I will attempt this different approach in explaining.
- Let's call the grey/blue area in the graph, exclusion region.
- Let's call the confidence intervals returned from the
acf function, as confidence intervals.
So, the null hypothesis of the acf test is to be significantly different than 0 as stated before. Alpha controls the significance and in your case alpha=0.05 this means that the exlusion region is the area where with 95% confidence we are saying that the coefficient is not significantly different than 0, if it falls within for the given data, but it is significantly different than 0 if it is outside that area (as there is a chance to be outside of that area for the given data only 5%, so it is not a coincidence and therefore the null hypothesis is rejected).

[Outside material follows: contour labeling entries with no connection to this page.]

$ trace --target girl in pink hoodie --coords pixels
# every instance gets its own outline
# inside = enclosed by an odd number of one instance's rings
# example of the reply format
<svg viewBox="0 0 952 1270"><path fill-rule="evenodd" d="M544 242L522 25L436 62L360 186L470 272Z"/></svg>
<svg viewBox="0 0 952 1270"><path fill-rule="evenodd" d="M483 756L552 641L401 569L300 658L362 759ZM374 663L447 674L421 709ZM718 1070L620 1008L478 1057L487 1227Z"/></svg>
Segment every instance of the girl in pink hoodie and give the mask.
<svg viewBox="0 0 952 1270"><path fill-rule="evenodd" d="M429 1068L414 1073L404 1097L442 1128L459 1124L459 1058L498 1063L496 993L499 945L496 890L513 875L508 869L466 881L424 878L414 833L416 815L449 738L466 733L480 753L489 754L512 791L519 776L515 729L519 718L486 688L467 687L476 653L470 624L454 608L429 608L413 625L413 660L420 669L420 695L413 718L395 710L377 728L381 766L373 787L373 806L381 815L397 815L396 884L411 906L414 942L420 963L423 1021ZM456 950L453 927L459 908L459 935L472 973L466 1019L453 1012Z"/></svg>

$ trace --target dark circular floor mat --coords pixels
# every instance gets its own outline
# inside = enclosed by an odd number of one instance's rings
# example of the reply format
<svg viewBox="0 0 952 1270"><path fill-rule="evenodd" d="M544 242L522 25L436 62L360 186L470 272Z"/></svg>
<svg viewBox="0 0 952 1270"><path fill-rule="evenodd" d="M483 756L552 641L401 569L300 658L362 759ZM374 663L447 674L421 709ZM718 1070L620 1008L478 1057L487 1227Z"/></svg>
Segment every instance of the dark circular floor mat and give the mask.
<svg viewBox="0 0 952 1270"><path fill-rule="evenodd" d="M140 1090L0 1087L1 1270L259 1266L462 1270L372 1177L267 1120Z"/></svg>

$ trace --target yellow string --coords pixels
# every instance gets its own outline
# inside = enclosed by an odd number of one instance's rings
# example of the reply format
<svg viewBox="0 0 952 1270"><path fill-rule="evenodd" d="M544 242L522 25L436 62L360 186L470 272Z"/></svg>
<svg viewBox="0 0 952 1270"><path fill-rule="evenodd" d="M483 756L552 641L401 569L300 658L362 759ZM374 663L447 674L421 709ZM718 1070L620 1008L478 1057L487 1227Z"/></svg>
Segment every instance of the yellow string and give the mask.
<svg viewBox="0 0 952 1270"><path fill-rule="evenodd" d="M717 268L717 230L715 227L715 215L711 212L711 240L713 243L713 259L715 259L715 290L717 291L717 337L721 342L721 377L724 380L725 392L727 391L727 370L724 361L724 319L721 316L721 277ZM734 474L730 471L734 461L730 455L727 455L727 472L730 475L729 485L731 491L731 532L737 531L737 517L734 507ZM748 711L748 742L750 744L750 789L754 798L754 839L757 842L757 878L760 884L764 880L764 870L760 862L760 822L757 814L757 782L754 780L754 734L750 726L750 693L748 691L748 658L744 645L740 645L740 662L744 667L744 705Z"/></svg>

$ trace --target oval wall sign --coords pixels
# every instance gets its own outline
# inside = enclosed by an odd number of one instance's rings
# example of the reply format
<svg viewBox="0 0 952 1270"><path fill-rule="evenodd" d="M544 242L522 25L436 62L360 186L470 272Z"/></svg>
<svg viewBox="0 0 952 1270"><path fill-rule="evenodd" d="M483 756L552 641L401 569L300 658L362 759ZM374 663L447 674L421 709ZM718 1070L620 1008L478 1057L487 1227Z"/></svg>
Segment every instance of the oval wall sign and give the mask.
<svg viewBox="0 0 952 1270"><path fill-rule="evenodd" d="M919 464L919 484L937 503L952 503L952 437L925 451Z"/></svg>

Now, for the second part, confidence intervals show the range that gives you the defined confidence based on the alpha value, for your given data. In your case, with alpha=0.05, this means that for the second obesrvation(first lag), there is a confidence of 95% that the actual results falls within [0.25381333, 0.33221189]. To verify this, for the first observation (no lag), this range is [1, 1] as we are 100% sure that we know the present value (no surpise with 100% autocorrelation with itself).
Lastly, what might help in this case, is the link between those two values, the +/-exclusion region interval and the confidence intervals givan by acf. For your first given datapoint(first lag):
(0.33221189 - 0.25381333) / 2 is your +/- of your exclusion region in the graph (=0.03919928).
In conclusion, the confidence range around the actual value that we are doing the hypothesis testing with let's say 95% confidence, remains the same as stated by @Sextus Empiricus, based on the statistics of the given sample. What is changing though is the centre of the value and the prespective:
- Are we looking for significantly different (eg.than zero)? Then it should be falling outside our confidence region to reject the hypothesis.
- Do we want to know the region to which the actual value should be falling inside with a certain confidence (eg. 95%)? Then we find get the +/- intervals that represent this confidence.
Think of it like z-score for normal distribution. +/- 1.96*std for example to get 95% confidence. Based on your sample's mean and std, the interval gets computed and you either try to test a hypothesis, or display a certain confidence (95% in this case) for a the actual value to be around your sample's mean.
I hope this helps, tried to explain with many comparisons. Sorry if I repeated a few things.